There is still considerable debate over when Place's relationship with Longabaugh ended. Some claims indicate that she ended her relationship with Longabaugh and returned to the United States prior to his death. Other claims indicate that the two remained romantically involved, and that she simply tired of life in South America.

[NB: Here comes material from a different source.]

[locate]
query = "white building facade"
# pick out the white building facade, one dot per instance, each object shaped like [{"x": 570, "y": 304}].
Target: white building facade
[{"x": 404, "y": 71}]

By 1907, she was known to have been living in San Francisco, but after that, the trail runs cold.

After Longabaugh's death, some believe that she returned to New York City, while other theories indicate she moved back to Texas and started a new life there. A Pinkerton report indicates that a woman matching Place's description was killed in a shootout resulting from a domestic dispute with a man named Mateo Gebhart in Chubut, Argentina, in March 1922. Another report indicates she committed suicide in 1924 in Argentina, while yet another report indicates that she died of natural causes in 1966.

There have been various additional claims about her life after Longabaugh died. One claim is that she returned to her life as a schoolteacher, living the remainder of her life in Denver, Colorado, while another story claims she lived the remainder of her life teaching in Marion, Oregon. There are also various claims that she returned to prostitution, living out the remainder of her life in Texas, New York or California. However, none of these claims has any supporting evidence.